🤖 AI Summary
This work addresses the limitations of existing safety alignment methods for language models, which often rely on complex training pipelines or heuristic strategies lacking theoretical foundations. The authors reformulate safety alignment as a density ratio matching problem and propose a single-stage optimization framework based on Bregman divergence (BSO). By leveraging convex generating functions to construct the loss, BSO enables safe policy learning within the direct preference optimization paradigm without requiring auxiliary models. The approach introduces only a single hyperparameter, unifying and generalizing several existing alignment techniques while offering both theoretical guarantees and implementation simplicity. Experimental results demonstrate that BSO significantly improves the trade-off between safety and helpfulness across multiple safety alignment benchmarks.
📝 Abstract
Aligning language models for both helpfulness and safety typically requires complex pipelines-separate reward and cost models, online reinforcement learning, and primal-dual updates. Recent direct preference optimization approaches simplify training but incorporate safety through ad-hoc modifications such as multi-stage procedures or heuristic margin terms, lacking a principled derivation. We show that the likelihood ratio of the optimal safe policy admits a closed-form decomposition that reduces safety alignment to a density ratio matching problem.
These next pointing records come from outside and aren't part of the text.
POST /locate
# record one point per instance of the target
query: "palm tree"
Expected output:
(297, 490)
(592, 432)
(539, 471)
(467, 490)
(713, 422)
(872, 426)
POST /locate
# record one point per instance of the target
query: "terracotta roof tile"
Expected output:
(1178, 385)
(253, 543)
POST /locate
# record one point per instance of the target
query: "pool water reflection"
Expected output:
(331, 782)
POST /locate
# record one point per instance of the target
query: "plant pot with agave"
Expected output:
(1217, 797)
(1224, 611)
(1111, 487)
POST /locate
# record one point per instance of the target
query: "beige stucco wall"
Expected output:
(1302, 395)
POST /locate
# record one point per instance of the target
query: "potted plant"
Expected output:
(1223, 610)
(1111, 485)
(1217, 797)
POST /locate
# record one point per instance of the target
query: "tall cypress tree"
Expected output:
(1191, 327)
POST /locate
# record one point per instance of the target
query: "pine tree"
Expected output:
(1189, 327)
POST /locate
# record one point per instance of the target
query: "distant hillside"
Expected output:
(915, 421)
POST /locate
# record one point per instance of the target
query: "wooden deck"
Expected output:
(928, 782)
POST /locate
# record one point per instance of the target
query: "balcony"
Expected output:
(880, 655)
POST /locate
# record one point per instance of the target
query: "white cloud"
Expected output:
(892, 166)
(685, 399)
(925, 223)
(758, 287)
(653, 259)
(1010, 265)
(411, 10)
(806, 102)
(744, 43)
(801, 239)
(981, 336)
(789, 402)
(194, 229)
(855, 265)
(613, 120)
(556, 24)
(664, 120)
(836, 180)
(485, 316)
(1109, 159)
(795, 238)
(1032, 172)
Minimizing Bregman divergences between the data and model ratios yields Bregman Safety Optimization (BSO), a family of single-stage loss functions, each induced by a convex generator, that provably recover the optimal safe policy. BSO is both general and simple: it requires no auxiliary models, introduces only one hyperparameter beyond standard preference optimization, and recovers existing safety-aware methods as special cases. Experiments across safety alignment benchmarks show that BSO consistently improves the safety-helpfulness trade-off.